If your corgi is stressed, they may show it by excessively shedding their coat. Stress in corgis may be a result of overstimulation, being in an unfamiliar place, loud noises, or bringing new people to your home.

How Bad Do Corgis Shed?

If you ever come across a dog that sheds more than a corgi, then it’s probably a corgi. Other dog breeds usually shed only during their shedding season. However, for corgis, their shedding occurs all year round. As compared to other hypoallergenic dogs, a corgi will shed twice as much on a normal day.

Corgis shed, even more, when it’s their season to shed. During this period, they completely “blow their coat”.

How to Get Rid of Corgi Shedding

Cute Welsh Corgi Pembroke sits at a table with the unpacking of grooming tools

Having dog hair all over your furniture and flow can test your sanity. You shouldn’t feel helpless when your corgi sheds a lot. There is a lot you can do to minimize the shedding.

Regular Brushing

This is the best method of dealing with shedding in corgis and other dog breeds. The undercoat is what is responsible for most of the shedding. By brushing your corgi, you will be loosening up the hair under the coat. This will remove all the loose hair and prevent tangling, thereby controlling shedding.


Your dog will require a bath once in a while to keep his coat in top condition. For a dog like a corgi, bathing should be done once every four weeks. Bathing, just like brushing, also helps to eliminate loose hair from the coat. Bathing will also leave your dog smelling fresh.

While bathing your dog, you can use de-shedding shampoos to help keep the shedding under control. These shampoos make it easy to remove any loose hair from the coat.

Improve the Diet

Quality nutrition is needed for healthy tissues and cells. As a result, if your dog is not getting the right nutrients, you should expect shedding to be a problem. When it comes to the type of protein to feed your dog, it should be animal protein. Feeding your dog plant proteins is not the right way to go since they lack certain amino acids that are very important.

Regular Check-ups

Sometimes, excessive shedding can be as a result of an underlying health condition, as previously discussed. As a result, a visit to your vet to have your corgi checked will be required. Your vet will detect what’s causing the shedding and prescribe the best medication.

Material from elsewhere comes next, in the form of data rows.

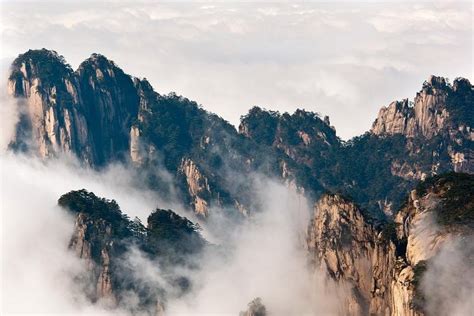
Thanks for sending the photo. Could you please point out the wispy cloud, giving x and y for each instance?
(345, 60)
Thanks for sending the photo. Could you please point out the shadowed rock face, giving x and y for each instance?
(106, 239)
(87, 113)
(100, 115)
(430, 112)
(381, 267)
(255, 308)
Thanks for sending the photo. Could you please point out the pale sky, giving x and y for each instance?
(345, 60)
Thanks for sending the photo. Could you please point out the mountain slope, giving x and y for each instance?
(101, 115)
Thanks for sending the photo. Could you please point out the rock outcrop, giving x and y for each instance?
(382, 267)
(429, 114)
(106, 240)
(87, 113)
(52, 114)
(198, 187)
(255, 308)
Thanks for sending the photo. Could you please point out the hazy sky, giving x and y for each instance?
(345, 60)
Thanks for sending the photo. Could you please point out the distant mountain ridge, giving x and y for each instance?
(101, 115)
(385, 202)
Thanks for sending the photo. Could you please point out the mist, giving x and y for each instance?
(267, 260)
(263, 258)
(448, 283)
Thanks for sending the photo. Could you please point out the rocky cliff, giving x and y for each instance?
(383, 266)
(107, 240)
(100, 114)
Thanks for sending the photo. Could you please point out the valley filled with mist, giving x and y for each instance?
(119, 200)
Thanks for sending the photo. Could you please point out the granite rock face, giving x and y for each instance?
(380, 266)
(427, 116)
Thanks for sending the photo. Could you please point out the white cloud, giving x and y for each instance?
(344, 60)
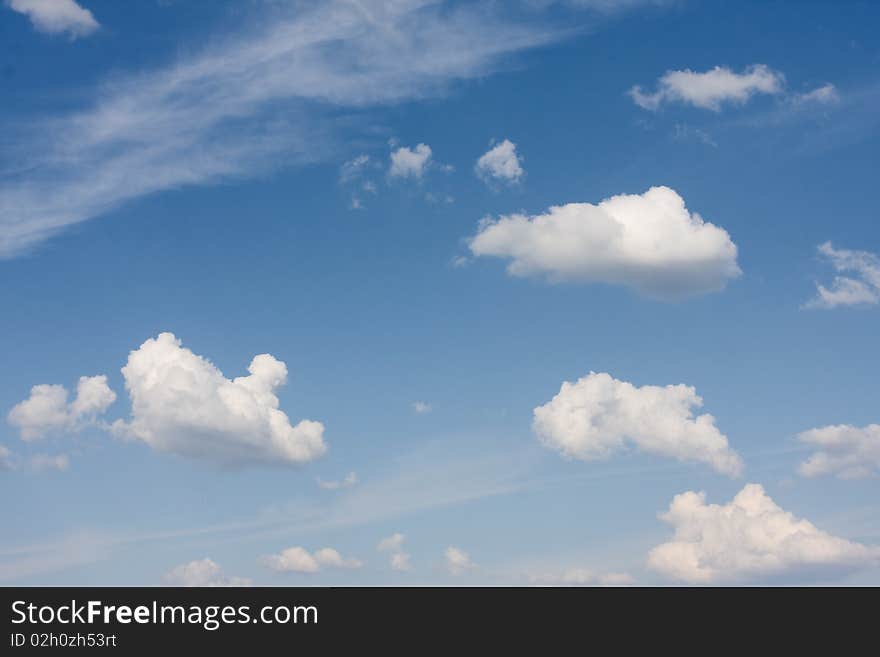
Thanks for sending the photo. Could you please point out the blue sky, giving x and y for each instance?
(247, 176)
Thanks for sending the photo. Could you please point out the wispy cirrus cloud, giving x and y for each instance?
(257, 100)
(861, 288)
(56, 16)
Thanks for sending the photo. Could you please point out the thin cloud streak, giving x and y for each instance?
(244, 105)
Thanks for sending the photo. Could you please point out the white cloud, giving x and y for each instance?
(399, 560)
(582, 577)
(350, 480)
(863, 289)
(598, 415)
(393, 543)
(299, 560)
(183, 404)
(266, 97)
(711, 89)
(649, 242)
(354, 168)
(501, 162)
(844, 450)
(56, 16)
(202, 572)
(458, 562)
(410, 162)
(47, 409)
(824, 95)
(750, 539)
(60, 462)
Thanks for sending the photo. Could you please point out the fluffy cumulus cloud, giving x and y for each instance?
(410, 162)
(47, 408)
(582, 577)
(457, 561)
(860, 288)
(398, 558)
(56, 16)
(202, 572)
(597, 416)
(842, 450)
(649, 242)
(183, 404)
(500, 163)
(299, 560)
(710, 89)
(750, 539)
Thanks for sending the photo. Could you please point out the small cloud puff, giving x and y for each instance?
(458, 562)
(843, 450)
(183, 404)
(47, 408)
(597, 416)
(203, 572)
(299, 560)
(710, 89)
(862, 288)
(410, 162)
(649, 242)
(57, 16)
(500, 163)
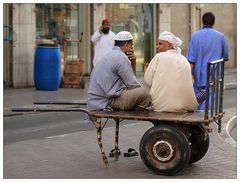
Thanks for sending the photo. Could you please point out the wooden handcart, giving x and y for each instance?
(175, 140)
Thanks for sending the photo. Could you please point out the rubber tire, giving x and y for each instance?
(179, 143)
(199, 144)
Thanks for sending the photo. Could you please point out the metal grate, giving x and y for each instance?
(214, 91)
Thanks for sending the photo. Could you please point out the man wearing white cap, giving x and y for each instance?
(169, 77)
(113, 82)
(103, 40)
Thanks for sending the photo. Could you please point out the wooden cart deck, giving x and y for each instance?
(152, 116)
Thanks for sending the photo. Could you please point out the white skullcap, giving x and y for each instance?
(124, 36)
(175, 41)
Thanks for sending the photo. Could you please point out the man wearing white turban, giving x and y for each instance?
(169, 77)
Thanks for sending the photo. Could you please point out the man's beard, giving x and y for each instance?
(105, 30)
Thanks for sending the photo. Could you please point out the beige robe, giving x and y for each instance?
(169, 77)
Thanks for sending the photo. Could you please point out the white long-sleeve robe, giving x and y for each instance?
(169, 77)
(103, 43)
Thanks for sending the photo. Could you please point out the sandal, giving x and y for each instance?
(111, 154)
(131, 152)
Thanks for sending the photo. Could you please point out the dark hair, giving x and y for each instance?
(121, 43)
(208, 19)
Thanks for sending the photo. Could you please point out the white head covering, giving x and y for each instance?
(175, 41)
(124, 36)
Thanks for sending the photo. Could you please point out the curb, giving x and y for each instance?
(230, 86)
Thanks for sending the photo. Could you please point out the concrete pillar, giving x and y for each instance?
(24, 37)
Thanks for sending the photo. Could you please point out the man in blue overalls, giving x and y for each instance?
(206, 44)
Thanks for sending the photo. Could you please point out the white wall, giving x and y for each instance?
(24, 27)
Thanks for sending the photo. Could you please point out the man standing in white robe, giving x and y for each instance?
(103, 40)
(169, 77)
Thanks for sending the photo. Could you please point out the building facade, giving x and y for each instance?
(26, 23)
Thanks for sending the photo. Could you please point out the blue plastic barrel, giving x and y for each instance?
(47, 68)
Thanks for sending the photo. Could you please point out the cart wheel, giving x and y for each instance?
(199, 143)
(164, 150)
(82, 83)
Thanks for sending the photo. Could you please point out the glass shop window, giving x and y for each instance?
(137, 19)
(53, 21)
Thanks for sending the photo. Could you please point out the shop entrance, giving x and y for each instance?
(135, 18)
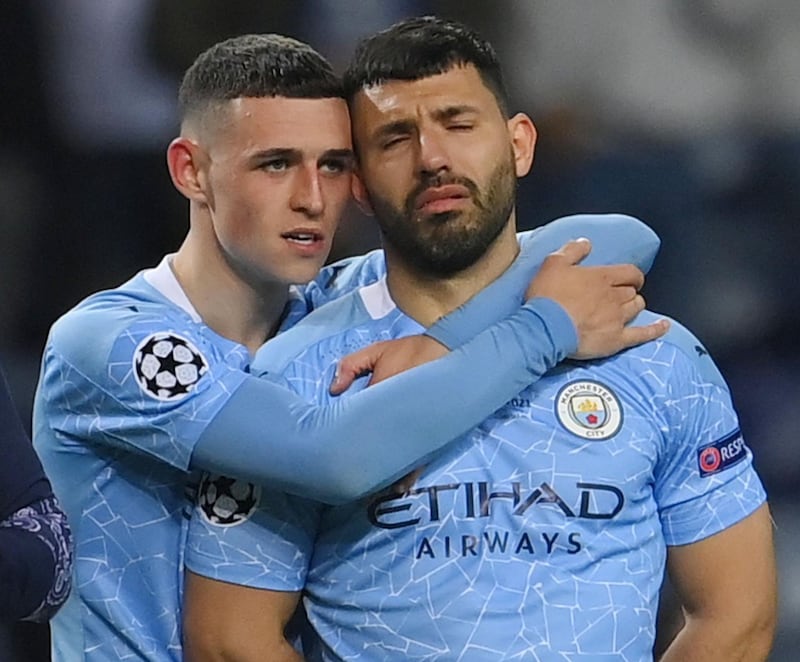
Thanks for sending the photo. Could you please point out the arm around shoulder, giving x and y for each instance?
(251, 623)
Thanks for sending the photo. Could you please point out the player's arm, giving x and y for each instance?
(35, 541)
(713, 514)
(616, 239)
(230, 623)
(727, 587)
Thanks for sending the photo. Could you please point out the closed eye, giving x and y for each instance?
(336, 166)
(275, 165)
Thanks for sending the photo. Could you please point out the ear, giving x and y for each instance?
(360, 194)
(523, 141)
(186, 161)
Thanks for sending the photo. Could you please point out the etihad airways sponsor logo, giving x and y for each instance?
(474, 500)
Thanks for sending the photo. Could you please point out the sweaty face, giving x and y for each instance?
(438, 166)
(278, 178)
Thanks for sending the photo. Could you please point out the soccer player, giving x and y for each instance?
(145, 384)
(543, 533)
(35, 540)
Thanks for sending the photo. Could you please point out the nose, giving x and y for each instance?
(307, 192)
(433, 156)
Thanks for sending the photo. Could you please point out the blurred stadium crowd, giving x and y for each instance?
(684, 113)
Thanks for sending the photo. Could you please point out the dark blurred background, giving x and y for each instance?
(685, 113)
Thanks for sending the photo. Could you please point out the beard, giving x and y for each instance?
(446, 243)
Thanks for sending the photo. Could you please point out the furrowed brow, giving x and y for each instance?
(393, 128)
(449, 112)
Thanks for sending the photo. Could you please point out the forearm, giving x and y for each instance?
(226, 622)
(358, 444)
(35, 562)
(616, 239)
(717, 640)
(241, 650)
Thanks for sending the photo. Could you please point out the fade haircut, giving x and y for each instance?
(419, 47)
(255, 66)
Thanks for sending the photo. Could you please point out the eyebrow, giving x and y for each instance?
(292, 154)
(449, 112)
(440, 115)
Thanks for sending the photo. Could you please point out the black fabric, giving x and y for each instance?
(22, 479)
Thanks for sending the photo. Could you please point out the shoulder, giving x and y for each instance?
(340, 326)
(339, 278)
(88, 333)
(133, 330)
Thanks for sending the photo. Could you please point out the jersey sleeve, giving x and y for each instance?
(244, 535)
(616, 239)
(337, 279)
(35, 561)
(22, 479)
(134, 381)
(266, 433)
(705, 481)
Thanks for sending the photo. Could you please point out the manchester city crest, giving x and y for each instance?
(589, 410)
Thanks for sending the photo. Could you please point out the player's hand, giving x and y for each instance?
(599, 300)
(385, 359)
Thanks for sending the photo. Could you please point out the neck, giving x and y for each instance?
(426, 298)
(228, 303)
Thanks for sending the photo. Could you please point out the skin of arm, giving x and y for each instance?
(727, 585)
(249, 628)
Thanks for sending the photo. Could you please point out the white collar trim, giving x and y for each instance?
(163, 279)
(377, 299)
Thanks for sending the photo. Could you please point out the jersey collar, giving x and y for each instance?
(163, 279)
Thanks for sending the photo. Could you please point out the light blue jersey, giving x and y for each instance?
(130, 380)
(135, 388)
(540, 535)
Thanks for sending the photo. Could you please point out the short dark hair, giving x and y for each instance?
(419, 47)
(256, 66)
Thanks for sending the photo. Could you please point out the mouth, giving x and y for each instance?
(439, 199)
(302, 238)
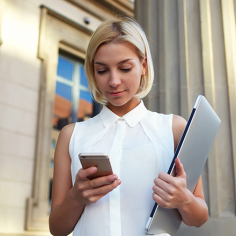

Introduce Dietary Supplements

Besides giving your dog quality nutrition that is rich in animal protein, you can also supplement it with Omega 3 fatty acids. Your vet can recommend for you Omega 3 fatty acid supplements that are suitable for corgis.

Control Fleas and Ticks

These little “uninvited guests” can cause havoc to your dog’s coat. You can eliminate them by using tropical parasite treatments. There are dog shampoos that are made with flea and tick control in mind. Bathing your corgi using these shampoos will eliminate these parasites and thereby reduce shedding.

Clip Your Corgi

When the season changes to warmer climates, you know that your corgi is going to shed. You can prevent the shedding by taking your corgi to a professional groomer and have her thick coat shortened.